Committed to PEOPLE'S RIGHT TO KNOW
Vol. 5 Num 953 Sun. February 04, 2007  
   
International


Global warming report sparks calls for action


A hard-hitting report Friday by a UN panel of experts on global warming drew calls for concerted global action, with UN chief Ban Ki-moon urging a much more rapid and determined response.

In the United States, the world's biggest polluter, Energy Secretary Samuel Bodman said the report confirmed what President George W. Bush had said about "the nature of climate change, and it reaffirms the need for continued US leadership in addressing global climate issues."

Ban said the report "highlights the scientific consensus regarding the quickening and threatening pace of human-induced climate change."

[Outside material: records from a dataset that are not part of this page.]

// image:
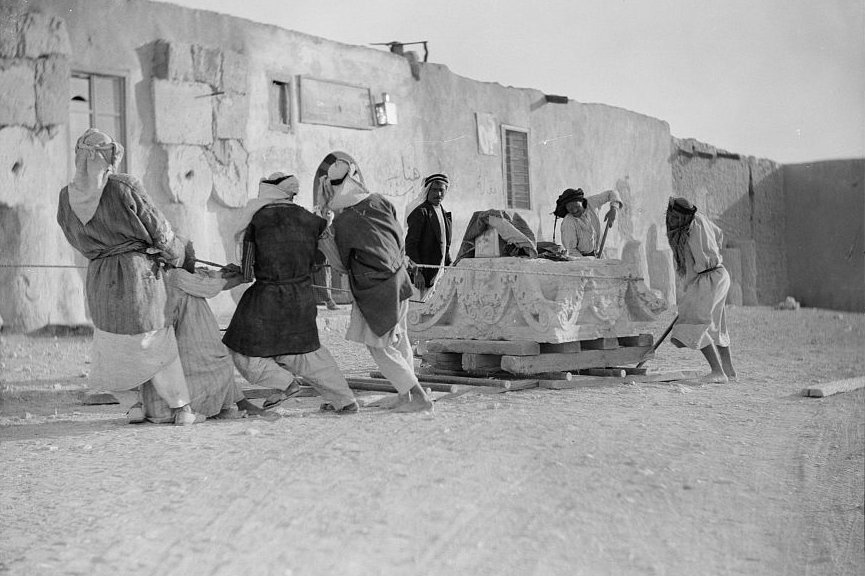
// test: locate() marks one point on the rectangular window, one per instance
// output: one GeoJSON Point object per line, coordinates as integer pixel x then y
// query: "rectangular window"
{"type": "Point", "coordinates": [98, 101]}
{"type": "Point", "coordinates": [516, 158]}
{"type": "Point", "coordinates": [280, 104]}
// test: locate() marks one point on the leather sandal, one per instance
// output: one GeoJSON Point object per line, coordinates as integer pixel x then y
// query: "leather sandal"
{"type": "Point", "coordinates": [278, 398]}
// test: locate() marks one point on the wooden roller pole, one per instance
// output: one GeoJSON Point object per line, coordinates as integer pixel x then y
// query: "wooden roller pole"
{"type": "Point", "coordinates": [383, 385]}
{"type": "Point", "coordinates": [459, 380]}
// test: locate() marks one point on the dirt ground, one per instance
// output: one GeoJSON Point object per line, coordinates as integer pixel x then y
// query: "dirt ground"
{"type": "Point", "coordinates": [744, 478]}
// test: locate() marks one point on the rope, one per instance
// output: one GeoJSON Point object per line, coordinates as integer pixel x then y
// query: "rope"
{"type": "Point", "coordinates": [629, 278]}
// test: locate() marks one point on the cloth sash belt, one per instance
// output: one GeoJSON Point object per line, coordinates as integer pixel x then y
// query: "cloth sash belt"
{"type": "Point", "coordinates": [130, 246]}
{"type": "Point", "coordinates": [286, 281]}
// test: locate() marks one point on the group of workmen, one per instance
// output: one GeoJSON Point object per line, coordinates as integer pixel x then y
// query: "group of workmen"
{"type": "Point", "coordinates": [154, 331]}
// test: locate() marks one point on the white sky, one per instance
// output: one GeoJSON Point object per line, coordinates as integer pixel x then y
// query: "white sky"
{"type": "Point", "coordinates": [777, 79]}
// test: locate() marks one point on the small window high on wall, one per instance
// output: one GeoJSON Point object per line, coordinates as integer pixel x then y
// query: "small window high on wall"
{"type": "Point", "coordinates": [280, 104]}
{"type": "Point", "coordinates": [516, 166]}
{"type": "Point", "coordinates": [98, 101]}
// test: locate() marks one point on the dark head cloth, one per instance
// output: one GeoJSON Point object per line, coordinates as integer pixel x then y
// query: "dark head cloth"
{"type": "Point", "coordinates": [569, 195]}
{"type": "Point", "coordinates": [682, 206]}
{"type": "Point", "coordinates": [435, 178]}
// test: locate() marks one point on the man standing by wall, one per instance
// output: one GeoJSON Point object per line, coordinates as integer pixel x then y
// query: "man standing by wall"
{"type": "Point", "coordinates": [429, 232]}
{"type": "Point", "coordinates": [581, 227]}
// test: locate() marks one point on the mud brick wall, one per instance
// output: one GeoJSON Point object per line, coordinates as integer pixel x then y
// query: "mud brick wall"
{"type": "Point", "coordinates": [826, 233]}
{"type": "Point", "coordinates": [745, 197]}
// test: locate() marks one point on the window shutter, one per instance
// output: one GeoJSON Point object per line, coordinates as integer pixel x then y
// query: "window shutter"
{"type": "Point", "coordinates": [517, 169]}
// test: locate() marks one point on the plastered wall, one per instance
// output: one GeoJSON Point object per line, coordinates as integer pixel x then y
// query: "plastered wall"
{"type": "Point", "coordinates": [825, 233]}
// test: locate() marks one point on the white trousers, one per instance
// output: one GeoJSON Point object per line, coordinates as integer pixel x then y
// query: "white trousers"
{"type": "Point", "coordinates": [318, 368]}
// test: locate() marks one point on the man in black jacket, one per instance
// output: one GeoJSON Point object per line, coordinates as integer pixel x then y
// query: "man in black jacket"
{"type": "Point", "coordinates": [429, 232]}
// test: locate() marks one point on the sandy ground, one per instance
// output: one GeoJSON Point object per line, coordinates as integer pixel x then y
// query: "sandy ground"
{"type": "Point", "coordinates": [665, 479]}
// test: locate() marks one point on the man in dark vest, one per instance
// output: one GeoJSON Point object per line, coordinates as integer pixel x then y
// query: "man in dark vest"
{"type": "Point", "coordinates": [428, 240]}
{"type": "Point", "coordinates": [273, 331]}
{"type": "Point", "coordinates": [365, 242]}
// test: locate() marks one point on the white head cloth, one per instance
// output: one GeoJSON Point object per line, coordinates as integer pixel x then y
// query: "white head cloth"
{"type": "Point", "coordinates": [345, 189]}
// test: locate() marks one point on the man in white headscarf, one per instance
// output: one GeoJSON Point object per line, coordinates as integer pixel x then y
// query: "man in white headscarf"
{"type": "Point", "coordinates": [273, 333]}
{"type": "Point", "coordinates": [366, 242]}
{"type": "Point", "coordinates": [111, 220]}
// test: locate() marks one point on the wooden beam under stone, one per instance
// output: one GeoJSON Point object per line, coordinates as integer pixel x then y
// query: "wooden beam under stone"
{"type": "Point", "coordinates": [639, 340]}
{"type": "Point", "coordinates": [383, 385]}
{"type": "Point", "coordinates": [500, 347]}
{"type": "Point", "coordinates": [836, 387]}
{"type": "Point", "coordinates": [482, 362]}
{"type": "Point", "coordinates": [460, 380]}
{"type": "Point", "coordinates": [599, 344]}
{"type": "Point", "coordinates": [567, 362]}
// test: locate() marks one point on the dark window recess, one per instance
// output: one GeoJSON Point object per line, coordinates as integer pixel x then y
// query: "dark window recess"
{"type": "Point", "coordinates": [280, 103]}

"The global response therefore needs to move much more rapidly as well, and with more determination," the UN secretary general said in a statement.

The Intergovernmental Panel on Climate Change (IPCC) -- the UN's top scientific authority on global warming -- delivered its starkest warning yet at a conference in Paris.

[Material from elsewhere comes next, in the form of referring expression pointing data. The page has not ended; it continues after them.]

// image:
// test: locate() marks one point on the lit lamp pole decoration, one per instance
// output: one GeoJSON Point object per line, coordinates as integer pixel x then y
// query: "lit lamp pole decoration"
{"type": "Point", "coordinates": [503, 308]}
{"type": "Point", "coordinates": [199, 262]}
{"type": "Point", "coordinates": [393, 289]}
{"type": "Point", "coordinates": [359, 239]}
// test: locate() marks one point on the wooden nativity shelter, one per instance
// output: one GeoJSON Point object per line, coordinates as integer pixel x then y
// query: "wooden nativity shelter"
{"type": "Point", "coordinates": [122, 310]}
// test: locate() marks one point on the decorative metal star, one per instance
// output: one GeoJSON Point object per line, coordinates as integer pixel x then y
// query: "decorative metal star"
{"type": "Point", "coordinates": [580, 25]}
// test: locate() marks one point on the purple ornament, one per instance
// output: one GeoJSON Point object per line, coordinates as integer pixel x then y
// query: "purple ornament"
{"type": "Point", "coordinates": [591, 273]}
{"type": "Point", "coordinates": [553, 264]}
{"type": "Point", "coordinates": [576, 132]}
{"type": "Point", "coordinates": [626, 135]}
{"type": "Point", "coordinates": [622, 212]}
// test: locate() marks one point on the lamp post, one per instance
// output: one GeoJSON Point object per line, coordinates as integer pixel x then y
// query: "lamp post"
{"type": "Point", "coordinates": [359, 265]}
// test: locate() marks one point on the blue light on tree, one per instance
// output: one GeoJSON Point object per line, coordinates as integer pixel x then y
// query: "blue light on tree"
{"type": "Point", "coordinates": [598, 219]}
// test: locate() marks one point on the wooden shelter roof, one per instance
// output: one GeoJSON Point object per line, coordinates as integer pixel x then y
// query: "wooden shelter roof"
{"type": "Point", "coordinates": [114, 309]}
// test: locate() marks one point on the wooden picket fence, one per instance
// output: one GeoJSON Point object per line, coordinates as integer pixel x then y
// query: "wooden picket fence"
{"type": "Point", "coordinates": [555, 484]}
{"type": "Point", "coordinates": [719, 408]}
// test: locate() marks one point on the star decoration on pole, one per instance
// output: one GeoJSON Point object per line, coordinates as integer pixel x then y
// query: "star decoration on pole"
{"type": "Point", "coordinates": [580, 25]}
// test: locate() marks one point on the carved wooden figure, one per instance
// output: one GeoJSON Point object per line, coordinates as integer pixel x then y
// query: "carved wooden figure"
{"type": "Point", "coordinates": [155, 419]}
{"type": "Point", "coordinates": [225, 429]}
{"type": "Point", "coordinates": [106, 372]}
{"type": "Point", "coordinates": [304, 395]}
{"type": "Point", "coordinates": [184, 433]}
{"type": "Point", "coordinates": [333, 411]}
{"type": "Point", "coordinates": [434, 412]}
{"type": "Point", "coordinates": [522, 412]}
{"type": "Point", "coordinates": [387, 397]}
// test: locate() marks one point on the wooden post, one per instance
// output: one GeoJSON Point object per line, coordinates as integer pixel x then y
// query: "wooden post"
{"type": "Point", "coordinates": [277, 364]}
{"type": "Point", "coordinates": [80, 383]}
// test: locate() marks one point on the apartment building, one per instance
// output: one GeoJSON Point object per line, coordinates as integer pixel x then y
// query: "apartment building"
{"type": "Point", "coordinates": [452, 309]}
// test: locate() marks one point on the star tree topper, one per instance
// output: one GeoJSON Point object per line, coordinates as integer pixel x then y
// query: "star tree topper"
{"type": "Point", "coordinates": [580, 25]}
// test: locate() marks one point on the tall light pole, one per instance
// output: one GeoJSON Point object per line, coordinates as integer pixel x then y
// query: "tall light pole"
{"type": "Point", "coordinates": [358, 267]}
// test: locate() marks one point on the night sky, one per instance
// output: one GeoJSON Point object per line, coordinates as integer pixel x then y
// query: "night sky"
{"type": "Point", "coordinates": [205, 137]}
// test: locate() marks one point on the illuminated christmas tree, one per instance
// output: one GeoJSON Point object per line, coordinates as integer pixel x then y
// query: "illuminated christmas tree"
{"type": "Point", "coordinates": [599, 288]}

The UN body's report, its first for six years, said fossil fuel pollution would raise temperatures this century, worsen floods, droughts and hurricanes, melt polar ice and damage the climate system for a thousand years to come.

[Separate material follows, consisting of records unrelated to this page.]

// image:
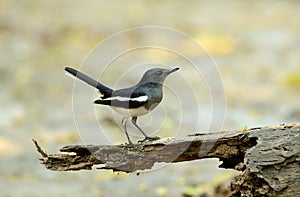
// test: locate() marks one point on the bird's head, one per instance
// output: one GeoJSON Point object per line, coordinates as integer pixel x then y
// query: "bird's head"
{"type": "Point", "coordinates": [157, 75]}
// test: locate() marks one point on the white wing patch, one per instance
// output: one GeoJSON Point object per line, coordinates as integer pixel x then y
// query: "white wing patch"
{"type": "Point", "coordinates": [120, 98]}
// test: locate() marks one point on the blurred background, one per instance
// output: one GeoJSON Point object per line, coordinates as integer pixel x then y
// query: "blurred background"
{"type": "Point", "coordinates": [255, 45]}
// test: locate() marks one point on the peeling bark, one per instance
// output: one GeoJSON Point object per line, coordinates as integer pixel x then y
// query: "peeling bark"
{"type": "Point", "coordinates": [268, 157]}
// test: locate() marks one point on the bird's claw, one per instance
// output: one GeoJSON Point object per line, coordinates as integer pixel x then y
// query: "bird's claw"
{"type": "Point", "coordinates": [149, 139]}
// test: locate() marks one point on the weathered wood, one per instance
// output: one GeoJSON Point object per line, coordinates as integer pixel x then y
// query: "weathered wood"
{"type": "Point", "coordinates": [268, 157]}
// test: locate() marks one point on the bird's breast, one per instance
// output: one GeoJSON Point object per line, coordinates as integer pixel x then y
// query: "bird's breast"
{"type": "Point", "coordinates": [131, 112]}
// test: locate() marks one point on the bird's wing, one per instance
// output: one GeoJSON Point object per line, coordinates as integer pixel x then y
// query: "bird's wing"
{"type": "Point", "coordinates": [128, 98]}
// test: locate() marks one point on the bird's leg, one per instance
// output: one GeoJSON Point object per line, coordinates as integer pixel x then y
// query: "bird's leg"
{"type": "Point", "coordinates": [133, 120]}
{"type": "Point", "coordinates": [125, 130]}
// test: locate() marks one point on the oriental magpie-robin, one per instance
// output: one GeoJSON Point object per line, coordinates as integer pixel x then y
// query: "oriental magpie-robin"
{"type": "Point", "coordinates": [134, 101]}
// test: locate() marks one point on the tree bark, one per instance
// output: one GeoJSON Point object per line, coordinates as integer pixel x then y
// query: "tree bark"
{"type": "Point", "coordinates": [268, 157]}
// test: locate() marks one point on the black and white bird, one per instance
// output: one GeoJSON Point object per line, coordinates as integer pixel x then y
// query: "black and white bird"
{"type": "Point", "coordinates": [134, 101]}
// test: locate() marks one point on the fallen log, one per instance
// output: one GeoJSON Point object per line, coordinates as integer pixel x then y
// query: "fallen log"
{"type": "Point", "coordinates": [268, 157]}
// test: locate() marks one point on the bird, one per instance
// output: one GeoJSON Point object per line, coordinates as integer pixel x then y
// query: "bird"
{"type": "Point", "coordinates": [131, 102]}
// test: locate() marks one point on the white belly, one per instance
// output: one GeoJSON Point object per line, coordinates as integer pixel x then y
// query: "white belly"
{"type": "Point", "coordinates": [131, 112]}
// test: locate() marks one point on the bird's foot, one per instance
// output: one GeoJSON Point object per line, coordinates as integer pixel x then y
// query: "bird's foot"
{"type": "Point", "coordinates": [149, 139]}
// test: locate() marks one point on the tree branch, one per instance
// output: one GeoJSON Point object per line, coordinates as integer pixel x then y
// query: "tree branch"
{"type": "Point", "coordinates": [268, 157]}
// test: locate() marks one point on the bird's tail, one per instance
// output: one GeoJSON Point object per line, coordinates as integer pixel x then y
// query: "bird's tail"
{"type": "Point", "coordinates": [106, 91]}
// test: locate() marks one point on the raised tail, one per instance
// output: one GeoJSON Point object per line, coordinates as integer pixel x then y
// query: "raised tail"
{"type": "Point", "coordinates": [106, 91]}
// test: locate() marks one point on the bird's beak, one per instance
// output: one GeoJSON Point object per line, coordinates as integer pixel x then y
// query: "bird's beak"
{"type": "Point", "coordinates": [169, 71]}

South African Environment Minister Marthinus van Schalkwyk urged Bush to hear the "growing groundswell of opinion in that country (United States)" and to join the global effort to curb global warming.

Bodman said the US government under Bush "is taking action to curb the growth of greenhouse gas emissions and encouraging the development and deployment of clean energy technologies here in the United States and across the globe."